China Needs To Adapt A Pragmatic Approach On Terrorism

China has placed the application for listing Jaish-e-Mohammad (JeM) Chief Masood Azhar under the United Nations Sanctions Committee 1267 under ‘technical hold’ for fourth time thwarting international efforts to categorise Azhar as a UN designated terrorist. France, the United States and United Kingdom had proposed the move, showing that India has considerable international support for its diplomatic efforts. The move has also exposed the extent of Chinese support to Pakistan and put pressure on China to explain the rationale behind its decision.

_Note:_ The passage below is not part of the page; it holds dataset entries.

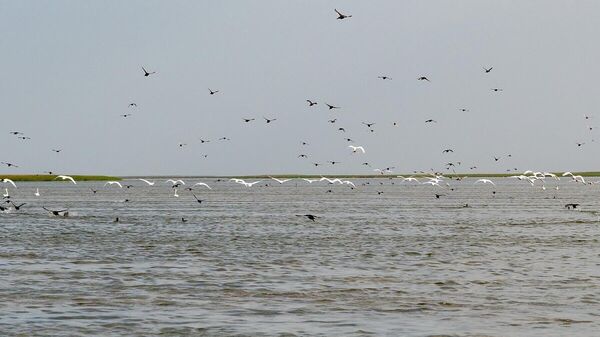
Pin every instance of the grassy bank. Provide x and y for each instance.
(49, 177)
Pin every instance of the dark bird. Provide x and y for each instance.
(8, 164)
(146, 73)
(310, 216)
(56, 213)
(19, 206)
(341, 16)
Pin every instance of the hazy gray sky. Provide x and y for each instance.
(70, 68)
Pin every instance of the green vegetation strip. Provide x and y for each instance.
(49, 177)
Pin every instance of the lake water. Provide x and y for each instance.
(397, 263)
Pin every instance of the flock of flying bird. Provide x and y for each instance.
(431, 177)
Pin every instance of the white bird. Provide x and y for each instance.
(485, 181)
(202, 184)
(356, 148)
(9, 181)
(348, 182)
(281, 181)
(66, 178)
(114, 183)
(151, 183)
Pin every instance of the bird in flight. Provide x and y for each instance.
(6, 180)
(146, 73)
(356, 148)
(369, 125)
(341, 16)
(198, 200)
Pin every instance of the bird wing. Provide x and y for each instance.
(9, 181)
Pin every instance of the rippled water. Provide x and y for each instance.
(399, 263)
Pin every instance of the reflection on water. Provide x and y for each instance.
(399, 263)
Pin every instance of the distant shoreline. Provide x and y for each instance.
(48, 177)
(52, 177)
(355, 176)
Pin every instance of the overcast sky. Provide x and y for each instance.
(70, 69)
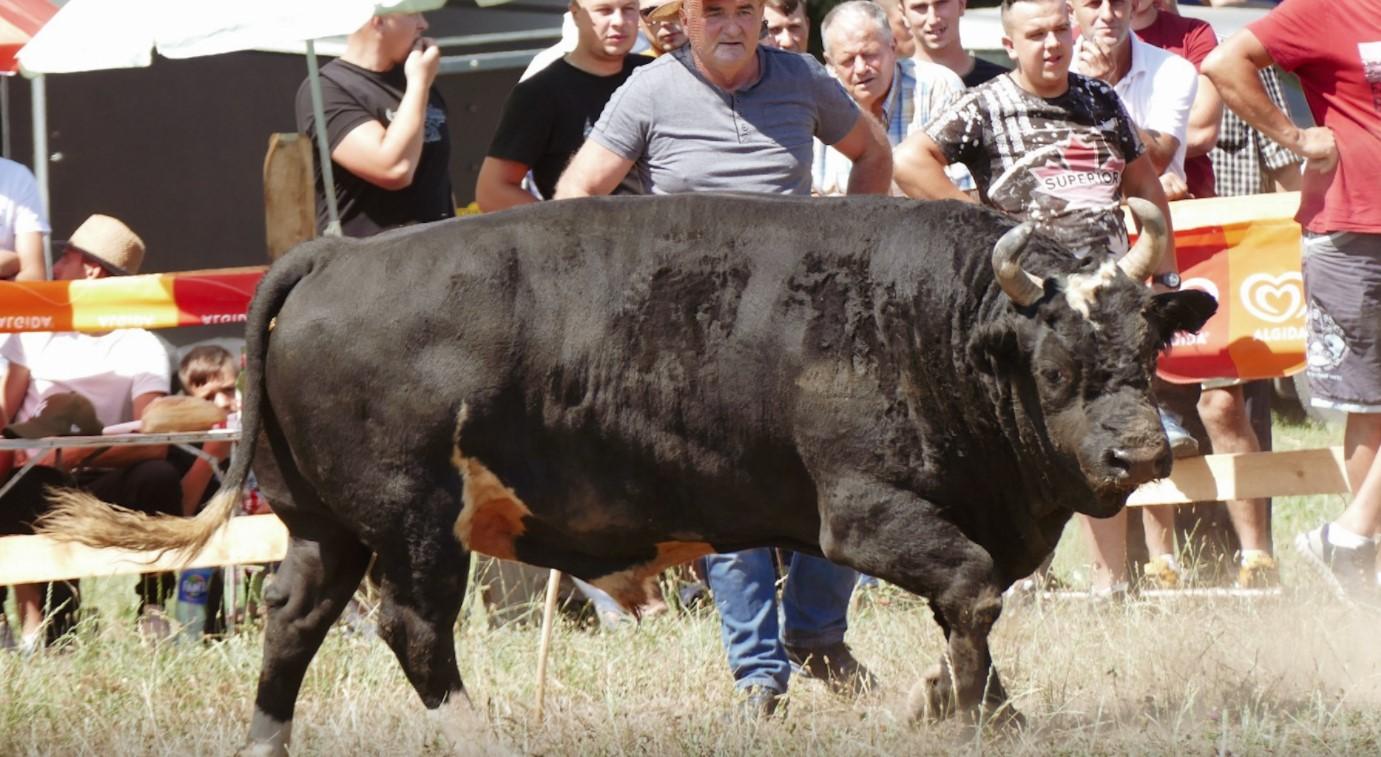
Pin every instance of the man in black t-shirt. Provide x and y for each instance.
(387, 129)
(548, 116)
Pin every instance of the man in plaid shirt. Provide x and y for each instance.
(1247, 162)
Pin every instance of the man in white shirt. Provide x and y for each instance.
(1157, 90)
(901, 93)
(119, 373)
(22, 224)
(1156, 87)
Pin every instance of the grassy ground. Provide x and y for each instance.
(1294, 673)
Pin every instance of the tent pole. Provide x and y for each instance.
(39, 98)
(323, 149)
(4, 116)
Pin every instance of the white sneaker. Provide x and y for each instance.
(1351, 573)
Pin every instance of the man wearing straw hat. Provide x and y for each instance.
(73, 384)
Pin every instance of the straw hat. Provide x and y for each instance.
(659, 10)
(109, 242)
(62, 415)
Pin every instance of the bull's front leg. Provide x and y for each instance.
(901, 538)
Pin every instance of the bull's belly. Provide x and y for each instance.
(617, 524)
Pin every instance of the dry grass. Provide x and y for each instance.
(1296, 673)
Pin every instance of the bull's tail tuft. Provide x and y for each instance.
(80, 517)
(76, 515)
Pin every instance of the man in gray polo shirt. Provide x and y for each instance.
(724, 113)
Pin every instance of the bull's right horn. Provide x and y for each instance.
(1152, 243)
(1019, 286)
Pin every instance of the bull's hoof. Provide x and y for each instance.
(263, 749)
(931, 698)
(1000, 717)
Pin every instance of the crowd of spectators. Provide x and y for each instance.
(1109, 98)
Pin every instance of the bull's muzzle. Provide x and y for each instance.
(1137, 466)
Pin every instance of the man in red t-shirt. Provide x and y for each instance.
(1336, 51)
(1192, 39)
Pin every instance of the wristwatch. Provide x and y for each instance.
(1169, 281)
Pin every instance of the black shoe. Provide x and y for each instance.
(758, 703)
(833, 665)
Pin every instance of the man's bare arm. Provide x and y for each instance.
(499, 185)
(919, 170)
(1204, 116)
(594, 170)
(1160, 148)
(866, 145)
(1232, 68)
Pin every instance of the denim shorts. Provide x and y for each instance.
(1343, 283)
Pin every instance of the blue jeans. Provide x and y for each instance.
(814, 611)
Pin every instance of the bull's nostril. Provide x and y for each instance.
(1163, 463)
(1117, 460)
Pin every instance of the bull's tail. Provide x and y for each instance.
(76, 515)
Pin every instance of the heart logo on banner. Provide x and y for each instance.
(1273, 299)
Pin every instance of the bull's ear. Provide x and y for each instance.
(1180, 311)
(995, 347)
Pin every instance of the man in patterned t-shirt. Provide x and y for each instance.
(1043, 144)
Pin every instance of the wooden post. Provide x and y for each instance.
(289, 194)
(548, 614)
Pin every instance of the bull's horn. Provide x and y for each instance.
(1152, 243)
(1019, 286)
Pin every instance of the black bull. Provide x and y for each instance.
(613, 386)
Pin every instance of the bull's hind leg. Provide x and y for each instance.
(308, 593)
(421, 586)
(902, 538)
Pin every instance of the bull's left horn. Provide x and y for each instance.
(1152, 243)
(1019, 286)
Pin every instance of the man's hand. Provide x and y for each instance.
(1318, 148)
(1095, 61)
(421, 64)
(1174, 187)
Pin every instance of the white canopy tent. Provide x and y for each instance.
(97, 35)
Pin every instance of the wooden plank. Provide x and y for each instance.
(39, 558)
(289, 192)
(1247, 475)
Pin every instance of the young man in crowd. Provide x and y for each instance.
(385, 126)
(1068, 169)
(902, 37)
(548, 116)
(901, 93)
(1157, 89)
(935, 25)
(1336, 51)
(116, 375)
(696, 141)
(786, 25)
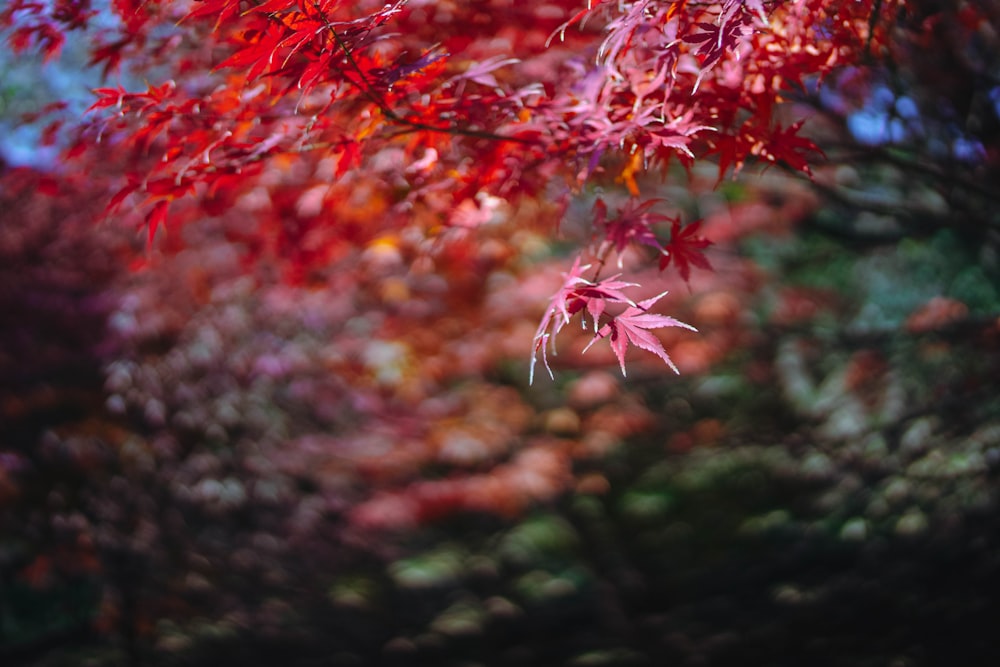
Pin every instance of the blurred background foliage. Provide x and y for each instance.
(203, 463)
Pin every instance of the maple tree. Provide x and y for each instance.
(275, 112)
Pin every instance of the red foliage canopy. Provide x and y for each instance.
(331, 125)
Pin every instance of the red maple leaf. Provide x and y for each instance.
(632, 326)
(576, 294)
(685, 249)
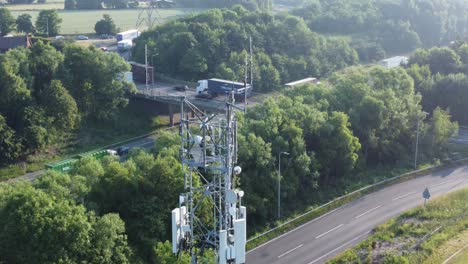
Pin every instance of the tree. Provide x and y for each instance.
(10, 147)
(48, 23)
(43, 228)
(44, 63)
(105, 26)
(92, 78)
(61, 105)
(443, 60)
(7, 22)
(442, 129)
(24, 24)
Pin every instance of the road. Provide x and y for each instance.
(322, 238)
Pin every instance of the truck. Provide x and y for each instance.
(213, 87)
(140, 73)
(127, 35)
(124, 45)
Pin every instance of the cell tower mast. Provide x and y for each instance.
(210, 214)
(148, 15)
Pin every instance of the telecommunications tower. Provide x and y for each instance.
(148, 15)
(210, 213)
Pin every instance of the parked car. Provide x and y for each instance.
(181, 88)
(106, 36)
(122, 151)
(82, 37)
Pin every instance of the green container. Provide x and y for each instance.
(99, 154)
(62, 166)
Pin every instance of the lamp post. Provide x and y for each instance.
(279, 181)
(152, 64)
(417, 140)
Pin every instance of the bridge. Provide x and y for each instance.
(165, 95)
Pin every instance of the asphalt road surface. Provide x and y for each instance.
(332, 233)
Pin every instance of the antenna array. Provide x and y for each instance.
(210, 214)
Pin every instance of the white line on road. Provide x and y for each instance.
(441, 183)
(331, 230)
(289, 251)
(404, 195)
(366, 212)
(454, 254)
(338, 248)
(301, 226)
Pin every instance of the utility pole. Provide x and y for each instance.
(279, 182)
(417, 141)
(251, 63)
(146, 69)
(245, 85)
(154, 69)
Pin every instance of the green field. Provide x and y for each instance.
(461, 258)
(83, 21)
(56, 4)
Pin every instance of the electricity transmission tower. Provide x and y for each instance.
(148, 15)
(210, 214)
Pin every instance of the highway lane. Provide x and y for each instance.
(322, 238)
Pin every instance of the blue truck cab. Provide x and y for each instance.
(214, 87)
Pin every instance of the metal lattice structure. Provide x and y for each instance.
(210, 214)
(148, 15)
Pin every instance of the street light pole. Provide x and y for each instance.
(417, 141)
(279, 181)
(152, 64)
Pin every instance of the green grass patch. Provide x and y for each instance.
(131, 122)
(405, 239)
(83, 21)
(58, 5)
(461, 258)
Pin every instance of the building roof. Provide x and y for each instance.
(303, 81)
(7, 43)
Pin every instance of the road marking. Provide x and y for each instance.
(441, 183)
(289, 251)
(143, 144)
(366, 212)
(399, 197)
(338, 248)
(301, 226)
(331, 230)
(454, 254)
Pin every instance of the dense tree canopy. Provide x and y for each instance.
(45, 94)
(440, 76)
(48, 23)
(24, 24)
(7, 22)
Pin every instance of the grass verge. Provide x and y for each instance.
(405, 239)
(352, 193)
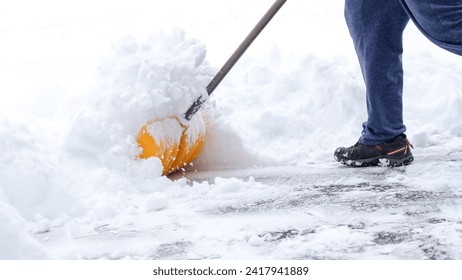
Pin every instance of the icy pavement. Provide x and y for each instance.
(311, 211)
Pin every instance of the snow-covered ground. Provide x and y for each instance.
(79, 78)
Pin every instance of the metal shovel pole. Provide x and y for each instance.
(235, 57)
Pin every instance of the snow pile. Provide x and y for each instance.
(141, 80)
(69, 179)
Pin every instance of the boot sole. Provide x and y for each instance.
(379, 161)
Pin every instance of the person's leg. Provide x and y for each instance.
(376, 27)
(439, 20)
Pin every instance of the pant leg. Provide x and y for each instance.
(376, 27)
(439, 20)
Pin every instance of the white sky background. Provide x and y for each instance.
(53, 43)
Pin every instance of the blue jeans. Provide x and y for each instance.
(376, 27)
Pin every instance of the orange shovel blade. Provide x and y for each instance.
(174, 144)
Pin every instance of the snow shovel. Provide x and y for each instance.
(173, 140)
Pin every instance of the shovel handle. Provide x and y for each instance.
(235, 57)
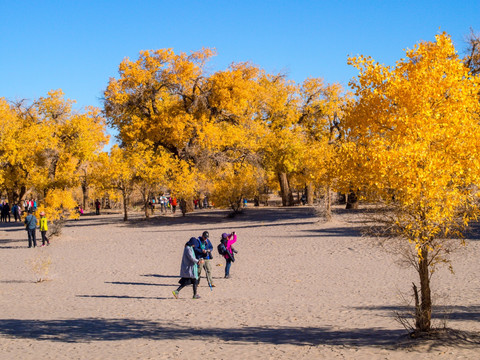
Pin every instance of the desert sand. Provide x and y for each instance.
(299, 289)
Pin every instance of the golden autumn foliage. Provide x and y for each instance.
(42, 148)
(414, 142)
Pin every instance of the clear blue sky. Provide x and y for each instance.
(78, 45)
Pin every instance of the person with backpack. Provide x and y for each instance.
(44, 228)
(203, 250)
(189, 269)
(225, 248)
(30, 226)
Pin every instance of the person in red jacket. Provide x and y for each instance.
(228, 241)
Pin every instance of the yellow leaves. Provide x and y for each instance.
(411, 135)
(59, 204)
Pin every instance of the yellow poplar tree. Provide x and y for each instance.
(414, 141)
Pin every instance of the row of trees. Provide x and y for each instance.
(408, 136)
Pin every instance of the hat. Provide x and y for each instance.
(191, 242)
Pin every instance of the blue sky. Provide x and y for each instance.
(78, 45)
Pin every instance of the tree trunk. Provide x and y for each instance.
(286, 192)
(328, 203)
(85, 195)
(309, 193)
(423, 312)
(125, 205)
(352, 200)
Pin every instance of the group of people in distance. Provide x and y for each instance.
(197, 254)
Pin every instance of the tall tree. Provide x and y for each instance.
(414, 141)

Chinese Scholars and commentators have opined that it would require India and China to engage in in-depth discussions to resolve the issue. Despite India providing strong evidences, the Chinese call for more evidence also reveal the extent of Beijing’s dilemma before it goes for voting on the issue again. However, besides these technical reasons, the reluctance of China to label terrorists residing in Pakistan also means that Islamabad relies on China to escape international condemnation for its actions. China wishes that Pakistan should not be called as a state that sponsors terrorism. Obviously, India and China have different perceptions on how to resolve the issue of terrorism and the ways in which a country can prevent terrorist actions by groups and states.

But, China’s friendship with Pakistan has impeded it from maintaining its neutrality on India’s policy of curtailing terrorist individuals and groups. As a result, India-China bilateral relationship has suffered, increasing the mistrust and has evoked questions in India on China’s commitment to cooperate with India on the specific issue of global terrorism. Both countries are members of many internationals forums, and Beijing has all along given commitments to ‘take strong action against the menace of terrorism’. The recent Chinese vote however, has also dented China’s image as a responsible stakeholder in the international system.

The international pressure on China and the Indian disappointment towards Beijing’s decision has led to concerns about China’s policy towards terrorism. The Chinese Ambassador to India, Luo Zhaohui has, in fact, stated that the matter of Masood Azhar would be resolved. He expressed confidence that further consultations between New Delhi and Beijing would be the key in solving the issue. The Chinese Ambassador’s reassurance has come at the time of intense Indian scrutiny over Chinese actions. The United Nations Security Council (UNSC) members have also warned China that they may be “forced to take other actions”.

There is no doubt that China’s reaching-out to India came at the height of mounting criticism. Beijing’s friendship with Pakistan has been called into question. Also, the extent to which China is willing to shield its close partner has been seen by all the countries. The reality is that China lends its support to Pakistan to protect its strategic partnership and vast investments in that country. Many doubt if the Chinese assurance to India is temporary or genuine. If the reassurances are genuine, then it raises doubts as to what new evidence or consultation China needs in order to be convinced of the Indian case that might lead to a change in China’s stance. India has been able to convince the entire global community except China on the issue of terrorism emanating from India’s Western borders. India has provided wide-ranging, strong and clinching evidence on Masood Azhar’s involvement in terror activities in India, especially the Pulwama attack.

China’s acquiescence would depend on how it views the proposed ‘new evidences’ to resolve the latest irritant. India needs to effectively leverage the international community to ban terrorists and their organizations. Beijing needs to understand that terrorist networks and groups operating in the South Asian region, not only affects the Indian subcontinent but also the wider region including China’s own territory.